The specials call to us from the sandwich board on the sidewalk. Smoked chicken cheesesteak? We’ll take one, please. What do we want on it? We defer to owner Darril Guilford for suggestions: “Mayonnaise, fried onions, salt, pepper, ketchup, that’s gonna do it for ‘ya. And the cheese.” All that on a fresh roll with crispy fries? It’s a fantastic quick lunch at Market’s newest restaurant – the 218 Grille at, yes, 218 Market. The fourth (!) restaurant to open on Market in the first half of 2018, the grill has found its own niche with great sandwiches and some killer wings (including Thai coconut curry, mesquite barbecue, and the best-selling jerk seasoning with plantains). Head on in for all that and a giant welcome from one very welcoming owner:

“I want to be known for the best wings in Wilmington, and that’s my thing. It was important for us to try to bring something different, and the difference for us is the smoke. All of our meats are smoked, and that creates the flavor down to the bone.
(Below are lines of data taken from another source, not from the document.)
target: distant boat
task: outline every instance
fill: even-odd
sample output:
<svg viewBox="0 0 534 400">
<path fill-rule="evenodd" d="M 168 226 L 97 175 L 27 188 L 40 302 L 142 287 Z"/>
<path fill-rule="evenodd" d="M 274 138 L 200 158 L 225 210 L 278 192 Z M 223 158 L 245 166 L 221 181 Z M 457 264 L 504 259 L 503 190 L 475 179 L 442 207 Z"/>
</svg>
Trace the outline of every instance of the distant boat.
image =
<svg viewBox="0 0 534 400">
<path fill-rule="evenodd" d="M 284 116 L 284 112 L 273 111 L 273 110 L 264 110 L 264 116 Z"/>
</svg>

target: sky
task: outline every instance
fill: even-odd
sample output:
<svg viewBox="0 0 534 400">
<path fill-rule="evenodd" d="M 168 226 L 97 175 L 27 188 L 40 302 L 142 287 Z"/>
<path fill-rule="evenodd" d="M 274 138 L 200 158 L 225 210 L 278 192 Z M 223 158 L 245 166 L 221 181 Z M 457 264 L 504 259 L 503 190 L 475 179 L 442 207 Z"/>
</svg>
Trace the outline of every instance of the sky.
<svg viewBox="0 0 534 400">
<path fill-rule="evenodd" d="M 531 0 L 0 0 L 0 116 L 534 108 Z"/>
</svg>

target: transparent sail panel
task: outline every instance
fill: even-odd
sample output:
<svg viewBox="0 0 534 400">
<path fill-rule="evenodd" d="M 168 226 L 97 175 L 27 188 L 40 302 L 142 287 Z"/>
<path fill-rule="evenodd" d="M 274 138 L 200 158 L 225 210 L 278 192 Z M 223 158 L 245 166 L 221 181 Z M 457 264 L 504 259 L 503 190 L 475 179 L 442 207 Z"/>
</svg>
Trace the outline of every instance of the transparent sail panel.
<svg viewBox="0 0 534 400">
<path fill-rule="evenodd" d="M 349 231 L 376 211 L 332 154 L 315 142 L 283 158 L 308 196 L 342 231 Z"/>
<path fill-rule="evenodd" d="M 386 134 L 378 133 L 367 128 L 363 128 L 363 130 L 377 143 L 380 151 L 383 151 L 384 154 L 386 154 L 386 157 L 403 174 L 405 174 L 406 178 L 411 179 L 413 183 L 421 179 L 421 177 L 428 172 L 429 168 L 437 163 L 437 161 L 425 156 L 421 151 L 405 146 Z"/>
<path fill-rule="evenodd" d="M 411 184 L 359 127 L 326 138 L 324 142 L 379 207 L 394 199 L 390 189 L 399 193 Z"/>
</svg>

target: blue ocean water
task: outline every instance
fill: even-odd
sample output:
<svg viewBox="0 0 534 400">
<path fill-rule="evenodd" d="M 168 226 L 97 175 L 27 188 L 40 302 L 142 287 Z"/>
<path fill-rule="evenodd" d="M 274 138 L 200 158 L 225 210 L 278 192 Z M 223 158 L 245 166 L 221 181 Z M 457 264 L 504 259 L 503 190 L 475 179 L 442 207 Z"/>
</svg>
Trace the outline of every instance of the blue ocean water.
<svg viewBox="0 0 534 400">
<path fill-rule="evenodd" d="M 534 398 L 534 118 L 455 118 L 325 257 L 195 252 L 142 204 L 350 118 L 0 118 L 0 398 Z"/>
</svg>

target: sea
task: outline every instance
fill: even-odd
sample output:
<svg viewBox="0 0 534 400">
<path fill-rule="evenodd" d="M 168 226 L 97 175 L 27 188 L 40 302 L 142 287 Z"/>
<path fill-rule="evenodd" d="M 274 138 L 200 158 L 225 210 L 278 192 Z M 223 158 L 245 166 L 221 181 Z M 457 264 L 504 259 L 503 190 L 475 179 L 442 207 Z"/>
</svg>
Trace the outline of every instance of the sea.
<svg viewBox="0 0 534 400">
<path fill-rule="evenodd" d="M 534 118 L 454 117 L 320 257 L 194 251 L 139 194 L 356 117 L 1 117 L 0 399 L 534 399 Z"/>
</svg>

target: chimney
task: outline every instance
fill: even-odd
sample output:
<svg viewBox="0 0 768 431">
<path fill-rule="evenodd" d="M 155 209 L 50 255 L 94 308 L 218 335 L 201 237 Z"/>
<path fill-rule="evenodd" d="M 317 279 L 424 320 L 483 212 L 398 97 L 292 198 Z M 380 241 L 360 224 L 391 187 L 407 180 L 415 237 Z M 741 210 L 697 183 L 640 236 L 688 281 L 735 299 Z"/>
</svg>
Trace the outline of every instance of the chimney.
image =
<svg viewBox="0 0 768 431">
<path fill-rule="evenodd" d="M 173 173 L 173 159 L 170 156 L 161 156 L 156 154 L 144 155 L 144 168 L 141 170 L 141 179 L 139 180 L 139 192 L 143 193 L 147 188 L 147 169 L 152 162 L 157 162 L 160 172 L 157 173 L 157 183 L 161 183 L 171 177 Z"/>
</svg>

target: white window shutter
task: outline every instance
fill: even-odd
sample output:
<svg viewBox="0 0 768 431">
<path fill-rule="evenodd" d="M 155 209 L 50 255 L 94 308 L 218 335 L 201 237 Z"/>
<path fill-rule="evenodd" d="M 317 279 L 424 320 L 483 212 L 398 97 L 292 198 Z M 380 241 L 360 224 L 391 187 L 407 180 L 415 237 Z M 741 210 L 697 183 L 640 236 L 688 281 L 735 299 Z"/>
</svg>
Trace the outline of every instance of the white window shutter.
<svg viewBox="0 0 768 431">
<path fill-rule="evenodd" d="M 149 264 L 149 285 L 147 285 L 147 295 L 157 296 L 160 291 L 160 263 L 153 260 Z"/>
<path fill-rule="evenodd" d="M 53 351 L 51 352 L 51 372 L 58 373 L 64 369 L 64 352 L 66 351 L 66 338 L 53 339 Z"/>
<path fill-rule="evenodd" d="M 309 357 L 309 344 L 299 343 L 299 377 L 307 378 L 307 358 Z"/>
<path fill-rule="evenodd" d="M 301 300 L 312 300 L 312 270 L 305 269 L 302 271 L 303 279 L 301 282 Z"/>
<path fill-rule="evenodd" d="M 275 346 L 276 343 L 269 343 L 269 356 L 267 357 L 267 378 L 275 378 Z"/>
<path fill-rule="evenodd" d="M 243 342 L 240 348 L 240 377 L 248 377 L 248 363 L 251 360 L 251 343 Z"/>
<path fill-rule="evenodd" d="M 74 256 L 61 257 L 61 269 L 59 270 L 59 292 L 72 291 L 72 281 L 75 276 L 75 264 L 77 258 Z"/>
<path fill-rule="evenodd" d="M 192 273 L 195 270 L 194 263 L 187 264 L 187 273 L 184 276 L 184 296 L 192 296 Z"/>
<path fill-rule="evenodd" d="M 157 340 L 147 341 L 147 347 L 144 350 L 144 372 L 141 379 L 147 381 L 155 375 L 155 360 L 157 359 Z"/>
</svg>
I actually did some demographics to see what was around, and there’s no chicken anywhere around here. This is what we need.”

“A lot of people remember this place being Steve’s Deli. He and his wife had been here for 30 years. They had a successful business, and he and I got to sit down to talk. It was a little like passing the torch, so to speak. I love it here. It’s a very beautiful place, the area is really nice, and all the other people who own different businesses have been so welcoming and warm.”

“I was always a big cooker at home for my family. I would do all the major events. Not this year! I’ve been super busy, in here, working like crazy.”

“I first started cooking when I was probably about 13 years old. My grandfather was an avid fisher, so he would always teach me how to clean fish and get them ready, filet them. It’s always been important to me.  When I was younger, everyone kept saying, ‘Why didn’t you just go into culinary?’ I wanted to cook, but I didn’t want it to be my job, per se. So I went into corrections. But, you know, getting older, having grown children, now it’s time for me to do what I want to do. It just came the time. My wife said, listen, just go ahead and do it.”